Due Oct.18 (Fri) 14:00.

In this homework, you will generate your own pair of public/private keys, and use them to encrypt a message, and to digitally sign a message. You will also check check for tampered files both by checking a digital signature, and checking file-hashes.

You may work with a partner for this homework. When completing this assignment, be sure to use the filenames exactly as specified. The grading will be largely automated, and using different filenames may result in getting a 0 on that portion of the question. Only submit one copy of your team files on D2L.

To run this lab, you will need to be able to run gpg (“GNU Privacy Guard”), which is installed on rucs.radford.edu. You can connect via ssh or putty, as usual. You can also download versions for your own computer from www.gnupg.org; either version 1.4 or 2.1 should suffice. The provided links include GUI versions¹; it's up to you (and the discussion boards) to interpret the (command-line oriented) instructions in these instructions.

1. Generate a public/private keys for your team.

   1. Make sure you can run gpg, either on rucs or your own computer (e.g. run “gpg --help”).
   2. Then follow the instructions in the section “Generating a new keypair” from the manual www.gnupg.org/gph/en/manual.html, and follow those instructions (i.e. run gpg --gen-key from the command line). If using a gui tool, it's up to you to figure out the equivalents to the command-line instructions.
   3. When prompted for inputs, you can use any of the defaults provided.
      • (Only) if you are running this rucs, I recommend using a smaller key-size (1024 bits, rather than 2048). This is to help minimize the long delay mentioned in the next step.
      • If you choose a non-default expiration date, make sure your key doesn't expire before the end of finals week (≥ ~10weeks).
      • Do use a (nick)name I'll recognize as yours, and use your RU email.

   4. Generating the key, if on rucs, can take a while (about 20-30min)! It tends to be very quick on PCs/Macs.

      If, on rucs, you get a message about “Not enough random bytes available. Please do some other work to give the OS a chance to collect more entropy!” you can do spur the computer to do some busywork. Doing I/O is good because it is both a source of external, non-deterministic (effectively random) bits, and it doesn't bog down the machine's cpu as much. Some examples: From a different shell:

      • nice watch wget -O /dev/null amazon.com

        (While waiting, you can use man to see what each of nice, watch², and wget do.)

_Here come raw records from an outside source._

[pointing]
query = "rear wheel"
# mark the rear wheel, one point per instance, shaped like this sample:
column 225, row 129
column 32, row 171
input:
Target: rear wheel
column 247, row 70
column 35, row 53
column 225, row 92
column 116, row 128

      • If you want to see the (slow) progress, you might run nice watch cat /proc/sys/kernel/random/entropy_avail
      • You can copy large files to/from rucs (for example, a large disk-image).
      • You might use find (along with nice) to trigger local disk I/O.

   When finished, it won't print the keys, but your public/private pair will be stored in a preference file (on Mac/Unix, it's in ~/.gnupg/, if you care).
2. Export your public key. Read the section: “Exporting a public key” (www.gnupg.org/gph/en/manual.html).
   1. Make sure to use the “--armor” option, so that the result doesn't contain special (non-printing) characters.
   2. Deliverable: A file containing your public key, named³ user1-user2.pub (where user1 and user2 are the RU usernames of you and your teammate -- e.g. “ibarland-jpittges.pub”).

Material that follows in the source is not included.